The first week in your newly acquired sports car is filled with visions of top down, hair flying, music blaring sojourns, with people waving you on like a Tour de Force stage winner, minus the tight lycra outfit hopefully. For those of you who’ve read my earlier motoring posts you’ll know that Ralph, my much loved old MX5, did indeed generate many smiles and waves, mainly from very small children who, rightly so, thought he was a toy car, but I digress.
The reality of having a soft top car is very different, especially in Perth where the 40 degree summer days and 2 degree winter nights, mean you have a very small window of opportunity to exploit the sans lid experience. Get it wrong and in summer you’ll find yourself stopped at a red light under the blazing midday sun, trying to look nonchalant while your makeup oozes off your face and into your lap.

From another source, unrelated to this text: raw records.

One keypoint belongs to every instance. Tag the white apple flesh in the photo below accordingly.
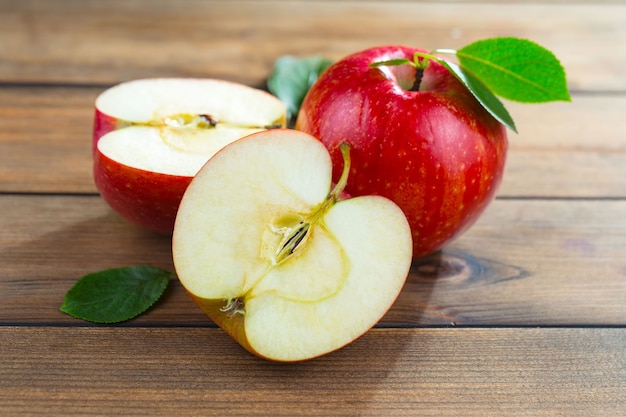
(277, 259)
(151, 136)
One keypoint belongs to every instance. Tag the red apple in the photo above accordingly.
(152, 136)
(425, 143)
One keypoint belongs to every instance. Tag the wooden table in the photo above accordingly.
(523, 315)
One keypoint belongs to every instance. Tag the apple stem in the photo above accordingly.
(419, 74)
(343, 179)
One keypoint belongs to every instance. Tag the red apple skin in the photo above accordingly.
(437, 153)
(148, 199)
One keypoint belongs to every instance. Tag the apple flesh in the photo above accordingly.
(277, 259)
(151, 136)
(426, 143)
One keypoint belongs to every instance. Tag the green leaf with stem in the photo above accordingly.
(484, 96)
(516, 69)
(115, 295)
(512, 68)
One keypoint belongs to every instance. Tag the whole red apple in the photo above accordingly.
(418, 136)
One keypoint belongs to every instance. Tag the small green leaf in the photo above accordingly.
(291, 79)
(486, 98)
(516, 69)
(115, 295)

More than that though, you soon realise that while you thought you’d bought your car for yourself, turns out that’s not the case at all, someone else quickly takes possession.
Late afternoon the tan tabby from next door meanders passed the lounge room window, innocence etched across his face. Venturing out to your car the next morning the tell-tale paw prints over the windscreen and the tufts of fur on the canvas top are a dead giveaway. He’s already staked his claim. Not only do you realise it’s futile to fight him, you quickly develop a new ritual … placing a beach towel over the canvas each night incase he decides to mark his territory in the time honoured way of all cats.
As I start my ritual up again this winter I ponder whether the garage managers of V8 supercars or MotoGP bikes ever faced a similar dilemma.